Screen Nova Scotia meets with province to talk about industry losses
'We need to address this lack of business confidence'
A discussion billed as an "emergency meeting" requested by Screen Nova Scotia with the government ended with a promise to continue discussions, but little progress was made toward improving the outlook of the provincial film and television industry.
Last week, representatives from Screen Nova Scotia called for an immediate meeting with government officials. The urgency followed a surprise announcement that SIM Group would be closing its Nova Scotia offices.
The company provided film and television studios with many tools they used to create content — cameras, lighting, equipment and production support.
It was just the latest blow to the local film industry following changes to the Film Tax Credit.

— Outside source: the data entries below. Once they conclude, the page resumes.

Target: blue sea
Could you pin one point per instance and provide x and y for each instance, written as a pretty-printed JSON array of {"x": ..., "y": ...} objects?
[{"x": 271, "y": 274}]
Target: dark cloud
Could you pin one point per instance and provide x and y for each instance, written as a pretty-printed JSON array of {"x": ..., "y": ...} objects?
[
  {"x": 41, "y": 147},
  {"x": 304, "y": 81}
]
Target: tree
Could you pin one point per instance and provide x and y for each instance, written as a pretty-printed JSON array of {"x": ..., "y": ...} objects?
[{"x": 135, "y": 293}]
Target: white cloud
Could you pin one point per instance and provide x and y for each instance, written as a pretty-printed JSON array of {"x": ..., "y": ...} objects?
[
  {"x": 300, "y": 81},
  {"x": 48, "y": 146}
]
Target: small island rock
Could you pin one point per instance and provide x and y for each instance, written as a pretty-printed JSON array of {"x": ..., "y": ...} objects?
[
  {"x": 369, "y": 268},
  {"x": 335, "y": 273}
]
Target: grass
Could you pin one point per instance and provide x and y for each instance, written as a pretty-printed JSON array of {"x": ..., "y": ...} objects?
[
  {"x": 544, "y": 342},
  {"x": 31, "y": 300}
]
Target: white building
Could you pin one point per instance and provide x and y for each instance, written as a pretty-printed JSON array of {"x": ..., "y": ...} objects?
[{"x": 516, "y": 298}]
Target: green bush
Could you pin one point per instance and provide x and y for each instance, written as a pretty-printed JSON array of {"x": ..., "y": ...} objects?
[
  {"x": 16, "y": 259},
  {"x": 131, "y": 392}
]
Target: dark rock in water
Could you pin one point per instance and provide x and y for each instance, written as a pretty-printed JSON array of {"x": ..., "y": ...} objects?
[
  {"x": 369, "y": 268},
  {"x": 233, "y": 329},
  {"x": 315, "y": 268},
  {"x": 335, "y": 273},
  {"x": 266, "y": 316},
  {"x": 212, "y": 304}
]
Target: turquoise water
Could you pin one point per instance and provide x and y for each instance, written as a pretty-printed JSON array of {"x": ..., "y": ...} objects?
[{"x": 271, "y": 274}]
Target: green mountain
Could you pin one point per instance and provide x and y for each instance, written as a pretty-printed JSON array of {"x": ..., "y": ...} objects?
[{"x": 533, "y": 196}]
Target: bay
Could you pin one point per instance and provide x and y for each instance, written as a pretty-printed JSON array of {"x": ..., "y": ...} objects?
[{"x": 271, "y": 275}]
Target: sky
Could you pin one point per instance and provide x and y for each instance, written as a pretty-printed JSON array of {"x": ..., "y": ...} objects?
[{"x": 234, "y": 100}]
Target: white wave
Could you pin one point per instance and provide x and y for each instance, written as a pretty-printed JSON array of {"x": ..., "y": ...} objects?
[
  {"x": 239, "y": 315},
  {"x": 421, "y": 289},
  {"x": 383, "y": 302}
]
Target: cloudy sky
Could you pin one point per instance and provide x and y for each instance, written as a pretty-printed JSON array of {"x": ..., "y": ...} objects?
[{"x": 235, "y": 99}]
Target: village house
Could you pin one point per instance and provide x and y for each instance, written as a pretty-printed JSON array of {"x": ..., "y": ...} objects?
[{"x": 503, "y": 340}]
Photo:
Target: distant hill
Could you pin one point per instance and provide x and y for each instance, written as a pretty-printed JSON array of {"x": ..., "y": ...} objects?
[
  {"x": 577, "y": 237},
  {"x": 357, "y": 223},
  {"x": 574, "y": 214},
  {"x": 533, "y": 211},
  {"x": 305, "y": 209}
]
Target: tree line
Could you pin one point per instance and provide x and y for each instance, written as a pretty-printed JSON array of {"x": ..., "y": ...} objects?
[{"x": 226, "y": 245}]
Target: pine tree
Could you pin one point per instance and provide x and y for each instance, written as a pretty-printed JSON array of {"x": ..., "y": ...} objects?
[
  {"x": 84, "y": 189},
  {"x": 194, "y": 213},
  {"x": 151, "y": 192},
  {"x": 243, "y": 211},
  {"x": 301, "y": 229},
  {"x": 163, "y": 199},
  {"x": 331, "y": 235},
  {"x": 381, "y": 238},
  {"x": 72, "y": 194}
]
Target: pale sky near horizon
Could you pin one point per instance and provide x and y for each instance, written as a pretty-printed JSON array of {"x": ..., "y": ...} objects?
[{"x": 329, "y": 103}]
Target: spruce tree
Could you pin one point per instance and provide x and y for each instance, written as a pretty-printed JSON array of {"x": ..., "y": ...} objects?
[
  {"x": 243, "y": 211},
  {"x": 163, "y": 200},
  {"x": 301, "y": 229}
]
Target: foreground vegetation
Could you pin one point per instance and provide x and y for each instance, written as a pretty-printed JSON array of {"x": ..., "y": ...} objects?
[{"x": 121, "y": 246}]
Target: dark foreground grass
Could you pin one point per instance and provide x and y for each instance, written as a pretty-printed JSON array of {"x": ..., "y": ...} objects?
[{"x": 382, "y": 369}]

In June, the Liberal government eliminated the $24-million film tax credit, which offered rebates of up to 50 per cent of labour costs. It was replaced with a $10-million fund that allows producers to claim up to 25 per cent of all production costs.
Monday's meeting was between Mark Furey, Minister of Business, and a group of Screen Nova Scotia representatives including the organization's chairman Marc Almon.
"We need to address this lack of business confidence," Almon told reporters following the meeting.
"I think that we can do that in partnership with government," he said. "But it is required for both parties to work together in addressing this issue."
Discussions lasted nearly two hours — almost double what was initially scheduled.
"Some very good discussions," said Furey. "We'll continue those discussions over the next period of time and I look forward to those opportunities."